Request for Comments
In accordance with 49 U.S.C. 31136(e) and 31315, FMCSA requests
public comment from all interested persons on the exemption petitions
described in this notice. We will consider all comments received before
the close of business on the closing date indicated in the date section
of the Notice.
FMCSA notes that Section 4129 of the Safe, Accountable, Flexible
and Efficient Transportation Equity Act: A Legacy for Users (SAFETEA-
LU) requires the Secretary to revise its diabetes exemption program
established on September 3, 2003 (68 FR 52441).\1\ The revision must
provide for individual assessment of drivers with diabetes mellitus,
and be consistent with the criteria described in section 4018 of the
Transportation Equity Act for the 21st Century (49 U.S.C. 31305).
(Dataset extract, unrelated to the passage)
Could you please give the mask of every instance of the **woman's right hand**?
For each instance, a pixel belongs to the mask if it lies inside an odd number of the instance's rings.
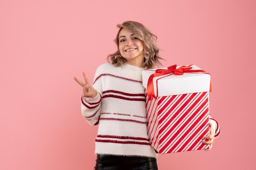
[[[80,91],[82,97],[87,97],[93,98],[97,95],[97,91],[95,90],[89,82],[85,73],[83,72],[83,76],[84,78],[85,83],[79,80],[76,77],[74,77],[74,80],[82,87]]]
---------------------------------------------------------------------------
\1\ Section 4129(a) refers to the 2003 Notice as a ``final
rule.'' However, the 2003 Notice did not issue a ``final rule'' but
did establish the procedures and standards for issuing exemptions
for drivers with ITDM.
---------------------------------------------------------------------------
Section 4129 requires: (1) The elimination of the requirement for
three years of experience operating CMVs while being treated with
insulin; and (2) the establishment of a specified minimum period of
insulin use to demonstrate stable control of diabetes before being
allowed to operate a CMV.
In response to section 4129, FMCSA made immediate revisions to the
diabetes exemption program established by the September 3, 2003 Notice.
FMCSA discontinued use of the 3-year driving experience and fulfilled
the
[[Page 9471]]
requirements of section 4129 while continuing to ensure that operation
of CMVs by drivers with ITDM will achieve the requisite level of safety
required of all exemptions granted under 49 USC. 31136(e).
Section 4129(d) also directed FMCSA to ensure that drivers of CMVs
with ITDM are not held to a higher standard than other drivers, with
the exception of limited operating, monitoring and medical requirements
that are deemed medically necessary. FMCSA concluded that all of the
operating, monitoring and medical requirements set out in the September
3, 2003 Notice, except as modified, were in compliance with section
4129(d). Therefore, all of the requirements set out in the September 3,
2003 Notice, except as modified by the Notice in the Federal Register
on November 8, 2005 (70 FR 67777), remain in effect.
Issued on: February 26, 2009.
Larry W. Minor,
Associate Administrator for Policy and Program Development.